The highlight and turning point of this novel that made me want to continue reading was the point at which the story of the partner, Lynn, was told. It was not in the "we" point of view, but told in a usual third person narrative. It was just so honest and so heartbreaking, reading about this woman who seemed so alone and when she really needed to have loved ones in her life, she was instead sick and left to be fighting cancer by herself. And then she was too afraid to fight it so she just kept putting it off. It was very real, the emotions were very palpable. So of course to me it meant that maybe we would start seeing something different.

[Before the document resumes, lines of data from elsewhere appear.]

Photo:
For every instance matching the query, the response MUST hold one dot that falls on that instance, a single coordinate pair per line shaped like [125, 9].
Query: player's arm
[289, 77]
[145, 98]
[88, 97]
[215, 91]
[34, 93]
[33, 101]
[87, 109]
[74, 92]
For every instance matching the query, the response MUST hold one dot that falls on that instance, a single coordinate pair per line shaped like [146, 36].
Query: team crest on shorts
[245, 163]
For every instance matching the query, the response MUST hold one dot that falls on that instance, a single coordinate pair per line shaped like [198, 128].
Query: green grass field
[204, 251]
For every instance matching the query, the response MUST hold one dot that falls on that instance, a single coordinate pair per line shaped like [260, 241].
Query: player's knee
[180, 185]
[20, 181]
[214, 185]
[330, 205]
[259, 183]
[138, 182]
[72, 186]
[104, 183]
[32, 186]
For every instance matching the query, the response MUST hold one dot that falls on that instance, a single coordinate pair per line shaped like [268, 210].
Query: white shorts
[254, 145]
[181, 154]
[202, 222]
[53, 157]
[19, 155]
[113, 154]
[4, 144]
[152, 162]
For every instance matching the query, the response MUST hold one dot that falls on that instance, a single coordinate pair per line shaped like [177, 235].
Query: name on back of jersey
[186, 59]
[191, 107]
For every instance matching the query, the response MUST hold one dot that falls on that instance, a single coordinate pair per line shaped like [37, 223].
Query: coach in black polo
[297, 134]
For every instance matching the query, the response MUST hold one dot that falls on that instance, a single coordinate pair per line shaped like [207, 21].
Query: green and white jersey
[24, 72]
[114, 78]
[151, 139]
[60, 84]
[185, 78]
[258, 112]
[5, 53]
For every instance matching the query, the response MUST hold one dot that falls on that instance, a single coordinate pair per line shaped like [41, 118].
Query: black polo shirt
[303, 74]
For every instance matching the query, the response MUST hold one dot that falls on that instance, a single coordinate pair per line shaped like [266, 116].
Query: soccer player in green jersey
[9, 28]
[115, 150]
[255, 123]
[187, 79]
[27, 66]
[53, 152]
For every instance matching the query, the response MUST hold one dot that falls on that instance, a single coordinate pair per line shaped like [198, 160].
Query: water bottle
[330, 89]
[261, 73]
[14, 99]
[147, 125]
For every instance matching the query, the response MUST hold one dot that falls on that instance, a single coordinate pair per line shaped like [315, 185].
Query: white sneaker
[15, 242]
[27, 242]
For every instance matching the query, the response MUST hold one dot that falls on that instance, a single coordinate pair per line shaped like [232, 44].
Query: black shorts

But then the novel went back to the voice it had before, except it seemed that things were a little more serious in tone than they were before. At this point I was just waiting for the end, and I like that the author left the fate of Joe Pope up in the air, while defining the lives of the other characters five years later. Though I'm not entirely certain that I understand what he meant in his last line when he wrote, "We were the only two left. Just the two of us, you and me." Because this threw in a whole lot more strangeness and it may seem to have defined the POV a little more, but just left me that much more confused.
Overall, I guess this is a good novel, definitely for a debut work by this author. I just don't like stories that aren't in a fantastical, fictional world, so I guess I didn't connect to this novel as much as someone else might. Enjoyable if you like this brand of humor, but to me there was only that one highlight, the gem in the middle of the story from Lynn's POV.